Fiquei mais insegura. Conhecia bem aquele olhar. Não sabia se realmente podia confiar nele. O fato era que eu o conhecia bem pouco, tinha acabado de conhecê-lo.
— Eu gosto dele. – falei. Alto e baixo rápido e devagar, tudo ao mesmo tempo. Meu coração acelerava, mas não pela atração e sim pelo nervoso de contar um segredo a alguém.

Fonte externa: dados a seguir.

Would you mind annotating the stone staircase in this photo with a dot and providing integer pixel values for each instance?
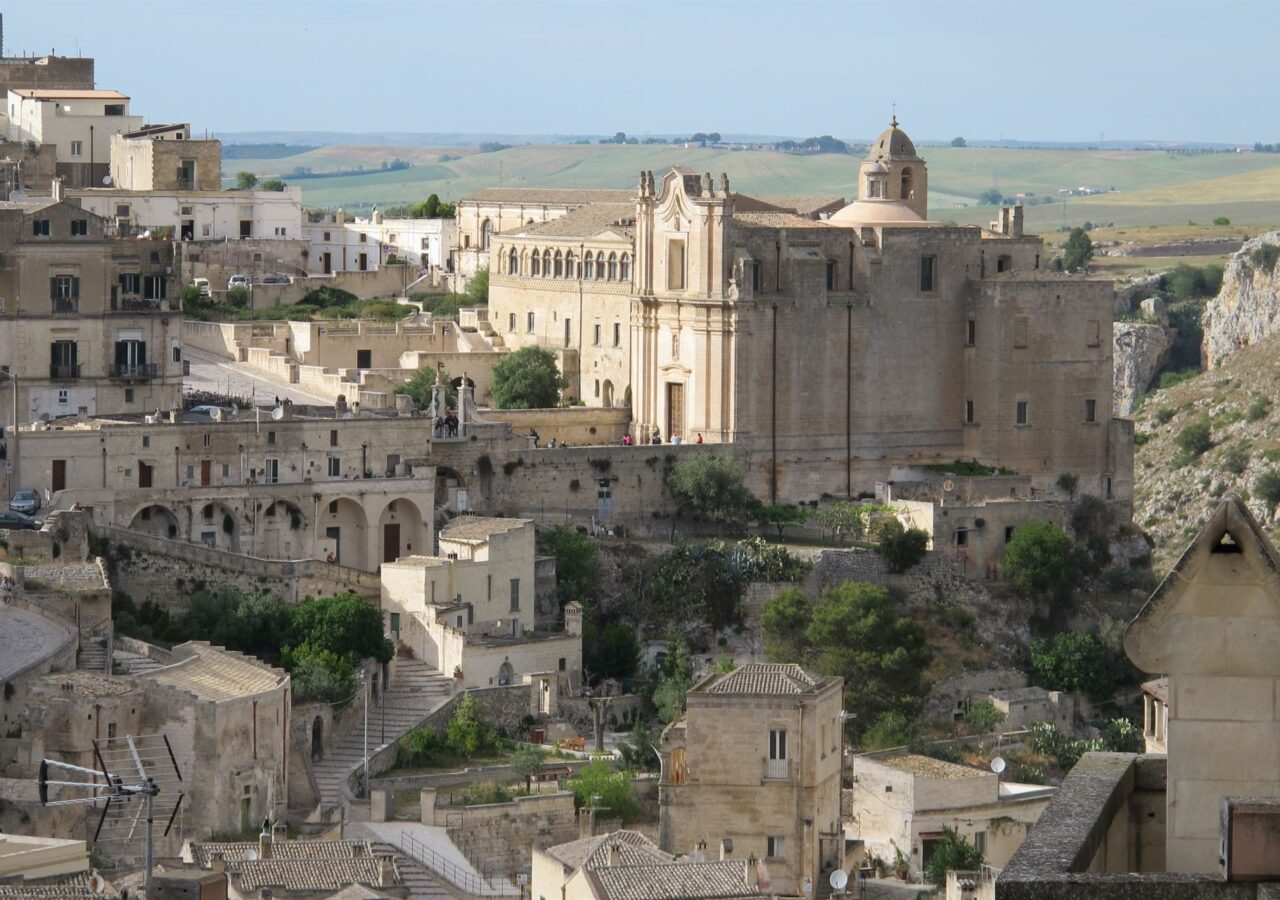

Fabiano ficou indiferente. Não disse nada. Simplesmente virou-se e continuou a fazer o que estava fazendo. Imagino que sua expressão era diabólica, daquelas que iria aprontar alguma coisa. Guardei pra mim e deixei estar.
No dia seguinte, quando cheguei na escola, percebi que algumas pessoas do 2º ano estavam olhando pra mim e debochando da minha cara. Vi a Fernanda de longe, e sai correndo berrando seu nome:
— Cortei relações com você, sua sem-vergonha! – disse ela
— O quê? Por quê? O que eu fiz? – perguntei desesperada
— Poxa, sou sua amiga faz anos, e você não me contou sobre o Aury. – disse ela. Parecia estar muito irritada.
— Aury? Como assim? Quem te falou isso? – comecei a perguntar desesperadamente.
— Não sei. Só sei que essa novidade se espalhou pela escola. – respondeu, ainda muito irritada.
— Fabiano desgraçado! – gritei.
— O quê? – perguntou Fernanda, já não entendendo muita coisa.
— Eu comentei com o Fabiano ontem, que eu gostava do Aury, mas sei lá, não é paixão nem nada. Aquele filho da mãe me paga! – gritei mais alto.
— Opa! Vai bater nele? Deixa que eu ajudo. – disse Fernanda, com o humor um pouco melhor.
Fernanda era uma menina de personalidade muito forte, e eu já via isso nela há anos atrás.
— Imagina! Não vamos bater em ninguém. Sou uma pessoa pacifica lembra? – perguntei.
E sim, eu era uma pessoa muito calma, muito “paz e amor”.
— Você vai deixar isso passar? Sua burra! – perguntou e já comentou, sem ao menos eu lhe dizer algo.
— Relaxa, relaxa. – falei.
Dali, fui na direção onde estava Fabiano. Ele me viu de longe, e começou a se esconder atrás dos amigos que estavam com ele. Cheguei até ele e fiz o maior griteiro:
— Como você pode fazer isso? Seu fofoqueiro! Como você pode contar pro colégio inteiro uma coisa que não é verdade?!
— Você cale a sua boca, porque você me disse isso ontem! – respondeu estupidamente.
— E eu pedi pra você não contar pra ninguém. – gritei.
— Mas eu não contei. Contei apenas para o Aury, aí a notícia se espalhou. – disse ele na maior falsidade
— Desgraçado. – resmunguei, mas ninguém ouviu.
Nossa amizade nunca mais foi a mesma depois daquele dia. Lembro que durante as aulas e intervalos, as pessoas tiravam sarro da minha cara. Me escondia no banheiro, e percebi o que era ser vitima da “fofoca”. Uma coisa fútil e ridícula, totalmente desnecessária.